Of course, part of Purdy’s success is situational. He’s playing behind one of the best offensive lines in the league, led by left tackle Trent Williams, who may be the best player in the NFL regardless of position. He’s throwing to George Kittle, an All-Pro tight end who seemingly willed the Niners to victory in their playoff game against the Cowboys. He’s handing the ball off to Christian McCaffrey, a versatile running back with seemingly no weaknesses in his game. And nobody is quite sure how to describe Deebo Samuel, the All-Pro, do-everything wide receiver who also takes snaps out of the backfield. Thanks to Samuel, Purdy gets to count this as a 74-yard touchdown pass:

With Shanahan’s scheming, Niners QBs don’t have to do a ton. If we just look at passing plays that gained 20 yards or more, Garoppolo and Purdy ranked last and second to last in air yards per attempt this season—most quarterbacks actually have to throw the ball 20 yards to gain 20 yards; the Niners QBs have to throw it only about 13.

But even within the framework of that easy-button offense, the Niners have clearly been more successful with Purdy than with Garoppolo. The Niners averaged 22.4 points per game and 5.8 yards per play with Garoppolo; that’s improved to 32.6 points and 6.5 yards per play with Purdy. Although short, easy passes are a big part of San Francisco’s success, Purdy seems to have unlocked a deeper element to the offense: He’s already thrown three touchdown passes with at least 25 air yards, while Garoppolo had thrown just two in the last three seasons combined.

Purdy can also scramble; he’s had two runs of at least 10 yards since he took over, including this high-stepper for a gain of 13 in the playoffs against Seattle. Garoppolo hadn’t managed a run of 10 yards since Week 7 of the 2019 season.

Purdy can also make throws from unusual arm angles (MAHOMES 2.0?????) and is responsible for the greatest incompletion of the playoffs so far, running around for 11 seconds before delivering a 30-yard strike that was sadly dropped by Brandon Aiyuk in the corner of the end zone:

Even accounting for the ease of quarterbacking this super-team, there is a level of talent and swagger here that is far beyond what Day 3 draftees are usually capable of. The Brock Purdy of 2018 has reemerged—it’s fair to wonder where he went for four years, but this is stuff that we knew he could do. The lesson might be to judge players on their peak capabilities rather than their most recent performance, although it feels strange to tell NFL teams to seek out players who stagnated in the way Purdy did. At the very least, Purdy shouldn’t have been the last pick last year, especially in a QB-weak draft. 

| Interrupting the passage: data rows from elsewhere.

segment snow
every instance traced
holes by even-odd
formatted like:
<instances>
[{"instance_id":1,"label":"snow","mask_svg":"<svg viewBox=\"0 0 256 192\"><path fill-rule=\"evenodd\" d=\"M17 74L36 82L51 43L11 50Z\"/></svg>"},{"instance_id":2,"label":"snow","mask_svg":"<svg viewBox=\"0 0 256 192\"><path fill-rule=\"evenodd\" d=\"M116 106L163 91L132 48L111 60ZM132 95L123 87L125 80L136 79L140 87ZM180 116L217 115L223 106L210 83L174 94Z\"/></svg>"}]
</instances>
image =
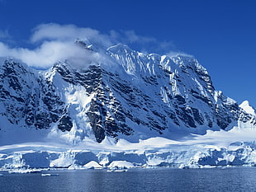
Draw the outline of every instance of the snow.
<instances>
[{"instance_id":1,"label":"snow","mask_svg":"<svg viewBox=\"0 0 256 192\"><path fill-rule=\"evenodd\" d=\"M145 98L141 96L142 94L140 95L140 91L136 93L137 95L135 93L131 95L131 97L139 96L135 100L133 99L132 102L136 102L137 100L140 101L139 108L132 108L129 105L126 96L122 96L124 93L119 93L115 89L109 92L109 97L116 97L116 101L121 103L123 110L130 111L139 120L142 121L150 115L154 116L152 109L159 111L173 110L178 104L171 98L175 96L182 96L186 99L183 105L185 110L190 110L192 107L199 109L201 114L212 115L213 120L216 120L216 114L211 114L212 109L211 106L209 107L207 100L212 105L232 106L236 104L234 100L225 96L222 91L214 91L209 88L209 86L211 86L209 77L201 76L201 74L207 75L207 71L192 57L145 54L131 50L123 44L112 46L107 51L107 54L102 56L103 59L108 59L107 62L104 59L97 61L100 63L99 64L107 63L106 66L102 64L103 69L110 68L116 71L119 76L114 83L121 81L130 85L131 88L138 88L141 93L147 94L145 96L148 97ZM115 67L107 64L108 62L115 63ZM109 68L107 70L112 71ZM197 72L192 73L192 70ZM117 143L115 138L107 136L101 143L98 143L95 141L87 116L90 102L97 93L92 92L89 95L86 88L79 83L68 83L56 69L40 72L38 75L43 76L56 87L58 96L66 105L64 113L72 119L71 130L62 132L58 129L58 122L53 123L49 129L31 129L26 127L24 122L15 125L1 115L0 169L25 172L27 170L49 167L52 169L137 166L206 168L219 166L256 165L256 129L254 123L249 120L245 123L234 120L230 125L229 131L220 129L216 122L213 122L210 130L206 119L203 124L199 125L196 122L197 127L191 128L186 127L182 118L178 117L178 123L181 124L178 126L171 119L166 120L168 115L163 113L164 118L162 119L164 119L167 129L161 135L154 129L154 127L149 129L148 126L135 123L126 116L125 123L134 129L133 135L126 136L117 132ZM71 73L70 75L74 73ZM147 80L149 77L158 77L156 83L154 81L151 84L150 81L149 83L145 83L143 78ZM207 81L202 77L209 80L210 84L207 84ZM31 84L37 85L36 78L34 82L31 81L32 77L26 76L24 78ZM104 83L107 83L110 80L111 78L102 77ZM198 93L197 96L201 100L192 96L192 93L189 93L192 90L194 94ZM13 90L11 91L12 94L19 96ZM149 103L144 102L146 98L152 100L149 100ZM110 101L107 104L109 109L114 107L114 101ZM163 107L166 105L168 107L164 109ZM149 112L145 112L142 107L147 108ZM246 115L256 116L254 109L248 101L244 101L240 107L248 113ZM1 113L4 112L3 109L3 104L1 102ZM178 110L178 106L173 110ZM115 108L115 110L116 112L118 109ZM107 114L110 115L111 110L107 111ZM249 119L254 119L252 116L249 116ZM163 125L161 117L154 115L154 118L156 119L155 124ZM145 123L149 122L149 120Z\"/></svg>"},{"instance_id":2,"label":"snow","mask_svg":"<svg viewBox=\"0 0 256 192\"><path fill-rule=\"evenodd\" d=\"M245 110L246 113L249 113L249 114L251 114L251 115L256 116L255 110L249 105L248 101L243 101L239 105L239 107L241 107L244 110Z\"/></svg>"},{"instance_id":3,"label":"snow","mask_svg":"<svg viewBox=\"0 0 256 192\"><path fill-rule=\"evenodd\" d=\"M119 169L129 169L134 167L134 165L131 162L126 161L114 161L108 166L108 168L110 169L115 167Z\"/></svg>"},{"instance_id":4,"label":"snow","mask_svg":"<svg viewBox=\"0 0 256 192\"><path fill-rule=\"evenodd\" d=\"M156 137L138 143L111 138L76 146L44 143L0 147L0 168L112 169L117 167L207 168L256 165L256 130L207 131L183 140ZM88 140L89 141L89 140ZM87 148L87 150L84 150Z\"/></svg>"}]
</instances>

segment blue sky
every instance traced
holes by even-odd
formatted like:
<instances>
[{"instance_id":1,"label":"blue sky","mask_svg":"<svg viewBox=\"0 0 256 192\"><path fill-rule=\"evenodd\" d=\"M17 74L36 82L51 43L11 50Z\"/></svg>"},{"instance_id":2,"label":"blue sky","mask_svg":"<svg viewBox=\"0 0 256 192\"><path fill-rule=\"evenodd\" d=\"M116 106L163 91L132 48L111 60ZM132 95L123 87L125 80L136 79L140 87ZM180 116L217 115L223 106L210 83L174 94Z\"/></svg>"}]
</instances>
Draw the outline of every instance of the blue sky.
<instances>
[{"instance_id":1,"label":"blue sky","mask_svg":"<svg viewBox=\"0 0 256 192\"><path fill-rule=\"evenodd\" d=\"M253 0L0 0L0 41L36 49L39 25L89 27L138 50L194 55L216 90L256 106L255 10Z\"/></svg>"}]
</instances>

We know that these Niners can win the Super Bowl, even with Purdy: They are perma-contenders with this motherlode of talent and Shanahan’s system. I actually think they have a better chance of winning it all with Brock than they did with Jimmy. 

We are at the part of the NFL season everybody dreams about, but it almost feels like the biggest question about Purdy will come in the offseason. Right now the Niners need to ride with Purdy, but next year they’ll have more options. But will they pick Purdy over Lance, the bigger, faster, stronger player they invested so heavily in? Will they seek out another QB through free agency (maybe a 45-year-old who grew up in the Bay Area rooting for the 49ers?), the draft, or the trade market? Or will they keep trying to win the Super Bowl with the last pick in the draft, now voluntarily, rather than simply turning to Purdy to cope with quarterback catastrophes?

If the Niners go forward with Purdy, it will show that the Brock Purdy story is a drafting error about a star who fell through the cracks. With each passing Super Bowl victory for Tom Brady, the story of the 2001 Patriots became less “wow, they won the Super Bowl with a sixth-round pick” and more “that was Tom Brady’s first Super Bowl.” But if the Niners try to upgrade, or even turn the team back to Lance, it will show that even though they can win with a guy like Purdy, they’d rather have a better, more pedigreed QB. The Niners winning the Super Bowl with the last pick in the draft would be an all-time football fairy tale, but we’ll really learn about the magic of the moment from the Niners’ next move.